Russian President Vladimir Putin and his delegation arrived to Budapest on one of three identical planes, which left from separate locations at separate times. Putin’s Iljushin-96 presidential aircraft was escorted by Hungarian fighter planes in Hungary’s airspace – truly a presidential welcome.
The security measures were extremely tight, almost unprecedented. Budapest’s streets were empty, police lined the intersections. No anti-Putin demonstrators were allowed close to the motorcade. Several different routes were secured from Ferenc Liszt International Airport to downtown, one of which was picked by the Russian president’s security chief after the planes had touched down.
Viktor Orbán’s friendship with President Putin, the ex-KGB agent turned authoritarian Russian president shocked Hungarians in North America.
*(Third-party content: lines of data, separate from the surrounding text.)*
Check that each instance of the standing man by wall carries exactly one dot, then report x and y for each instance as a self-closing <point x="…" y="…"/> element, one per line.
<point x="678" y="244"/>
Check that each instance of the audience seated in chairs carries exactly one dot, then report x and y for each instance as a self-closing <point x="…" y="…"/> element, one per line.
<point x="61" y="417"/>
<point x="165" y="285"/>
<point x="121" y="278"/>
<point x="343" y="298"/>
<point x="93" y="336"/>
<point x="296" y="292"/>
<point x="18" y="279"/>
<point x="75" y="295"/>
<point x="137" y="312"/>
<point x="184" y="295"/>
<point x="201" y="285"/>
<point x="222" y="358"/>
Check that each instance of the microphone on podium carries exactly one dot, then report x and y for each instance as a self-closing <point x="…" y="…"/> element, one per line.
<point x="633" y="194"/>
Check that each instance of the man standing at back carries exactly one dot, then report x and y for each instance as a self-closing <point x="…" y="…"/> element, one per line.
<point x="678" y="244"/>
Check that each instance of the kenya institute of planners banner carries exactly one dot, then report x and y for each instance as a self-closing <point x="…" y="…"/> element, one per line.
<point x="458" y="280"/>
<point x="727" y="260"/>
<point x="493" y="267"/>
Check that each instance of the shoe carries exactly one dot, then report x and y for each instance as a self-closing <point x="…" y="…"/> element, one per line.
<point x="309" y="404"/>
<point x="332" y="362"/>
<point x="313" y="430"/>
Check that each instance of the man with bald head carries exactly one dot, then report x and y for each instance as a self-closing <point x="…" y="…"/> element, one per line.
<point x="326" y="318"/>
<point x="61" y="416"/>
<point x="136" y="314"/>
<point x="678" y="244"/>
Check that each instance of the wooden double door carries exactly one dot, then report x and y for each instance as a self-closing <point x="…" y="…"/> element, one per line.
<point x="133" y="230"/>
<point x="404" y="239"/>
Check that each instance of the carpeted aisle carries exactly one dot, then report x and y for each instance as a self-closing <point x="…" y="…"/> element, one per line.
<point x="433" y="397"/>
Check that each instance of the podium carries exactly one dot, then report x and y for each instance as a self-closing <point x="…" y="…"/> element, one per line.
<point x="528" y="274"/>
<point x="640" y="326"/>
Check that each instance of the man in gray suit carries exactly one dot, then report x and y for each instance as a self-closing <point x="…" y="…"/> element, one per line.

I have yet to meet a Hungarian-Canadian or Hungarian-American who welcomes this new closeness, a virtual Hungarian-Russian alliance. In a rare show of unity most Hungarian Americans and Canadians object Orbán’s pro-Russian turn and his “love affair” with the Russian president.
Several organizations claim to represent Hungarian Canadians and Americans yet none of them protested Putin’s Budapest visit The Hungarian American Coalition has a new leadership: Andrea Lauer Rice is the new president and Agnes Virga in the chairman. The two women are mum, not one word about the Putin visit.
The American Hungarian Federation is led by Frank Koszorus, a staunch anti-Communist who is proud that his father fought against the Soviet Union in Horthy’s pro-Hitler army. Yet, not one word from him about Mr. Putin, the onetime communist secret service agent. In Canada, Hungarian Diaspora Council leaders, Anna Szenthe and Tibor Ábrahám have not raised their voice either.
All these organizations receive direct or indirect support from the Orbán government, they do not publish their finances and publicly never criticize Budapest. Who do they represent?
According to Stratfor, Mr. Putin singled out Hungary’s willing Eurosceptic PM Viktor Orbán to break the West’s unity. With Europe increasingly divided and the Trump administration in Washington less adversarial toward Moscow, Hungary is wasting no time building close ties with Russia. Moscow fully intends “to seize the opportunity” and build a beachhead in Hungary against the West. (Read the Stratfor analysis here.)
There is one Hungarian-American group that openly expressed its disappointment with Hungary’s new closeness to Putin. 82-year old Béla Lipták, a prominent 56-er and founder of the Hungarian Lobby internet group demonstrated against Mr. Putin’s growing influence. I generally disagree with Mr. Lipták and his lobbying activities but this issue is an exception. I have a feeling that the majority of Hungarians in North America are solidly behind him.
We do not want close political ties between Putin’s Russia and Hungary and condemn the pro-Putin adventurism of the Orbán government and their North-American surrogates who pose as leaders of the Hungarian community.